Jul 20, 2016

[TV] Game of Thrones: Season 5

Okay, I feel like I'm forever playing catch-up with these reviews, but it remains a bit of a hobby that helps me unwind. As long as I have steady topics to write about in my queue, it keeps me focused, in a way. And a little focus is needed since it's easy to just fall into the trap of enjoying stuff without thinking about things. And being forced to look at things with a somewhat more critical eye is part of why I enjoy writing these reviews.

The television adaptation of the A Song of Fire and Ice series, Game of Thrones, has become this odd television juggernaut that has grown a huge fan base well beyond those who read the books when they first game out. Despite some problematic portrayals of sensitive issues for women, for the most part the show is still a modern television masterpiece

This season had some great moments and some rather uncomfortable moments and I think tested a lot of viewers to consider why watched the show. I certainly had my concerns as well but admittedly I decided to continue watching the show regardless. Only time will tell if this was truly best course of action.

Synopsis: Game of Thrones is an HBO fantasy drama based on the novels by George R. R. Martin. This fifth season taps on different stories from varied parts of the series to craft their version of events. This fifth season also marks the writers coming up to the end of the "canon" content produced by Martin and thus there's a lot more liberties being taken with some of the character arcs.

The last season ended with the death of Tywin Lannister, the escape of his murderer Tyrion (Peter Dinklage) thanks to the aid of Lord Varys (Conleth Hill), and the beginning of Arya Stark's (Maisie Williams) journey to Braavos. With Lord Tywin gone, Cersei (Lena Headey) does her best to assert control as the Queen Mother, but we also see the rising of a religious group known as the Sparrows, who campaign for a return to older ways when the Church had greater sway over public policy. Meanwhile Tyrion has crossed the Narrow Sea and journeys to meet the Mother of Dragons Daenerys (Emilia Clarke) and extend his services to aid her in her quest to conquer the Seven Kingdoms. But before she can do that, her biggest problems involves a faction known as the Sons of the Harpy who have been making terrorist strikes against her regime in an effort to bring back the old slave masters. And in the North, we get to see the events unfold after the forces of Stannis Baratheon (Stephen Dillane) had rescued the Night's Watch last season.

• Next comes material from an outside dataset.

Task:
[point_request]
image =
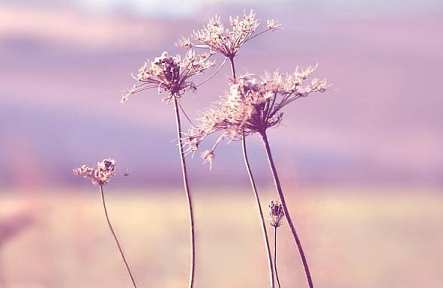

The Tyrion arc is definitely one of the high points of this season as it involved the meeting of fan favorite characters finally meeting. This was well beyond book territory and so everyone was on equal footing here in terms of finding out what would happen and I think the results weren't too unrealistic. We also had the story of Arya Stark in Braavos that may not have been 100% accurate with respect to the books but the depiction of things was certainly interesting. But a lot of this season felt like an effort to humble her after her series of personal successes in prior seasons.

The Lannister plot started out a little slow with the investigation into the murder of Tywin and the initial stories about the Sparrows and later the Faith Militant. But when you cast the role of the High Sparrow with someone with the sort of serious acting chops and dare I say gravitas as Jonathan Pryce, well, you know you'e going to end up with a seriously strong piece even just relying on his acting ability alone. And the thread as a whole came out rather well I think and it set the stage for very interesting developments in the next season.

The tricky thead involved th story of Sansa Stark (Sophie Turner), who had such an awesome rise and almost rebirth in Season 4 only to be quashed and defeated once more for the bulk of this season. And this is where a lot of people found serious issues with the show as it seemed to go out of its way to make her not just miserable but perhaps even less than human given the engagement to Ramsay Bolton (Iwan Rheon) and her later rape. Sensitive subjects like rape are never easy to depict on TV and it's not always apparent whether or not a rape scene becomes truly essential to a story.  I don't think I can fully unpack that concept in this review, but let's just say that I think they could have handed things a little better than they did. Solid reasoning would have been better appreciated than rationalizations made after the fact.

Game of Thrones Season 5 is still a solid piece of television entertainment and quite the accomplishment in terms of visual storytelling. The season gave us a lot to be happy about but also challenged us with some difficult moments but for the most part things still made sense. Thus the season still gets 3.5 character sacrifices out of a possible 5.